Sample code looks like this when you first start writing:

import * as cdk from 'aws-cdk-lib';
import * as sns from 'aws-cdk-lib/aws-sns';
import * as subs from 'aws-cdk-lib/aws-sns-subscriptions';
import * as sqs from 'aws-cdk-lib/aws-sqs';

export class CdkWorkshopStack extends cdk.Stack {
  constructor(scope: cdk.App, id: string, props?: cdk.StackProps) {
    super(scope, id, props);

    const queue = new sqs.Queue(this, 'CdkWorkshopQueue', {
      visibilityTimeout: cdk.Duration.seconds(300)
    });

    const topic = new sns.Topic(this, 'CdkWorkshopTopic');

    topic.addSubscription(new subs.SqsSubscription(queue));
  }
}

Azure Bicep

Bicep is config-like, declarative, and simpler to read than the JSON ARM templates Azure supports.

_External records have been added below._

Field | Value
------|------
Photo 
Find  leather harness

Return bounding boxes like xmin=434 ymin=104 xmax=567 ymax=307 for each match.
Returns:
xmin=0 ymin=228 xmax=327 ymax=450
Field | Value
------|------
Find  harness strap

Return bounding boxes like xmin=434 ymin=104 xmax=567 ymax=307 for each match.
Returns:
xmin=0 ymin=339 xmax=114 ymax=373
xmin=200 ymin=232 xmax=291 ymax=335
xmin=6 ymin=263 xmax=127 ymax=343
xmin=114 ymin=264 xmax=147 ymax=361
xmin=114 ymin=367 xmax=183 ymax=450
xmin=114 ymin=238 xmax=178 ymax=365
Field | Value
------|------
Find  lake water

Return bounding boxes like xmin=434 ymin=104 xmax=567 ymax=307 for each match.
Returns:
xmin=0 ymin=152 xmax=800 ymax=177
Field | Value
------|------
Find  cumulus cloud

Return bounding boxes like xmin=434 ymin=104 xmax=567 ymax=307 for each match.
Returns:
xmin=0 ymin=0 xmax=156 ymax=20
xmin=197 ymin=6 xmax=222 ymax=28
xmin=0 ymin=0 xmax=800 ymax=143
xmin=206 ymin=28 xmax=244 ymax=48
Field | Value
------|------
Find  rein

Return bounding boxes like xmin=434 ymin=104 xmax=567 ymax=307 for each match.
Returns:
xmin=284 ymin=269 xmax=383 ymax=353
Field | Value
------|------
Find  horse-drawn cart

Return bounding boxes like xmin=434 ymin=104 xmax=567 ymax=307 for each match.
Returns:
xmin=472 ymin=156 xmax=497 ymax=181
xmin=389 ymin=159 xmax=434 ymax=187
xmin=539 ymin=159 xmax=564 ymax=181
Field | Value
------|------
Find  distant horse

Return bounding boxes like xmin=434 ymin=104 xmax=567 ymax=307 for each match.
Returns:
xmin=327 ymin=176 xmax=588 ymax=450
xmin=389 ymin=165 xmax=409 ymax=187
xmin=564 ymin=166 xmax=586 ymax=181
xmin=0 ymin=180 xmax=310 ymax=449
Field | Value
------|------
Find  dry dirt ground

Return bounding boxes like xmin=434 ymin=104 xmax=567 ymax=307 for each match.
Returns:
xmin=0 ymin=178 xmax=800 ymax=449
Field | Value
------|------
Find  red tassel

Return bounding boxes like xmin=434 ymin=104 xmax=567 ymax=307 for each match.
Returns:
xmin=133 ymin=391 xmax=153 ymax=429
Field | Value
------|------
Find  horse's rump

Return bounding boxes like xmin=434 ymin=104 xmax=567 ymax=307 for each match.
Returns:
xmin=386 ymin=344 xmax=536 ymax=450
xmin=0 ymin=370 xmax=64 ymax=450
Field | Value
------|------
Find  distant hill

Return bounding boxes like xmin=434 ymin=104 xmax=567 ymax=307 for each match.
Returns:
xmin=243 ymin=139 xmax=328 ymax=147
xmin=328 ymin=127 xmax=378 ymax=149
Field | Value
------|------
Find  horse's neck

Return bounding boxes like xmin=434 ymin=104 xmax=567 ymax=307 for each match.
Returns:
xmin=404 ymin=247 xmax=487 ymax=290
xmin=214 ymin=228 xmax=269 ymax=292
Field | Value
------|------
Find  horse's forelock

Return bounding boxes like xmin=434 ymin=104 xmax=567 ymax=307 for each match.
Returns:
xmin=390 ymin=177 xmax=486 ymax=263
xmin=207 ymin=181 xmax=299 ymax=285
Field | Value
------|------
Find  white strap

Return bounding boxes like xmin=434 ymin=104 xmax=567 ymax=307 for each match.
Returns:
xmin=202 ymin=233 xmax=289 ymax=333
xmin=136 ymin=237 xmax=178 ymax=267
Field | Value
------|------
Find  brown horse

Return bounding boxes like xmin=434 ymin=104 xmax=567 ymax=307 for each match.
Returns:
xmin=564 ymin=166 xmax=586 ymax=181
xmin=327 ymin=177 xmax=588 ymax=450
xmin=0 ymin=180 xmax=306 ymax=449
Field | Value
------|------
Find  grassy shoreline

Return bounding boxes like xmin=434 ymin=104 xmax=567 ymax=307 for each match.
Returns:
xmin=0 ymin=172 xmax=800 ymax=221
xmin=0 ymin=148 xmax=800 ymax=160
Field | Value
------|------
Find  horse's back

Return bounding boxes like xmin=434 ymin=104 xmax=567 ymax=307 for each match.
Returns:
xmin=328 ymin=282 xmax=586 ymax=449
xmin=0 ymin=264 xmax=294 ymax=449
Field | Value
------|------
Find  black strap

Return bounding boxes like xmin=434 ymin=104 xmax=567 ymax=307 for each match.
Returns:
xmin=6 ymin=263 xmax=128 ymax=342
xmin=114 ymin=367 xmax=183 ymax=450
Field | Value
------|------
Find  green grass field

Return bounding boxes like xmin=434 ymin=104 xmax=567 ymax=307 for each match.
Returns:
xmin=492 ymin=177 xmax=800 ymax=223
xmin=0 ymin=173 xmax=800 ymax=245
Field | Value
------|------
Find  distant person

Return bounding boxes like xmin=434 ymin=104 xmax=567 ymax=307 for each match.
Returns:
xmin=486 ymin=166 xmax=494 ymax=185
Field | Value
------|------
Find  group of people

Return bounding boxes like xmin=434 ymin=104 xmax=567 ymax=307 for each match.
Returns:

Code is written in VSCode with a bicep extension:

  • Install VSCode, Bicep Extension
  • Install Azure CLI, Azure PowerShell
  • Install Bicep
  • Write Bicep
  • Deploy
param location string = resourceGroup().location
param storageAccountName string = 'toylaunch${uniqueString(resourceGroup().id)}'

resource storageAccount 'Microsoft.Storage/storageAccounts@2021-06-01' = {
  name: storageAccountName
  location: location
  sku: {
    name: 'Standard_LRS'
  }
  kind: 'StorageV2'
  properties: {
    accessTier: 'Hot'
  }
}

Google Cloud Deployment Manager

  • Configure cloud account
  • Enable API
  • Install gcloud
  • Write configs
  • Deploy
resources:
- name: vm-created-by-deployment-manager
  type: compute.v1.instance
  properties:
    zone: us-central1-a
    machineType: zones/us-central1-a/machineTypes/n1-standard-1
    disks:
    - deviceName: boot
      type: PERSISTENT
      boot: true
      autoDelete: true
      initializeParams:
        sourceImage: projects/debian-cloud/global/images/family/debian-9
    networkInterfaces:
    - network: global/networks/default

Where to Implement IaC

There’s no simple way to mock or replicate a local laptop environment to mimic a cloud environment. So it’s important to have a robust and repeatable way to safely spin up sandbox accounts to test cloud capabilities. It’s within those accounts that any IaC code can be written to replicate what is often done in the console. From that point forward, as code moves up towards production like standard application code deployments, there should be more regulation ensuring IaC is deploying in higher environments and humans aren’t making changes manually. These manual changes will either be overwritten or cause conflict with IaC deployed in those areas.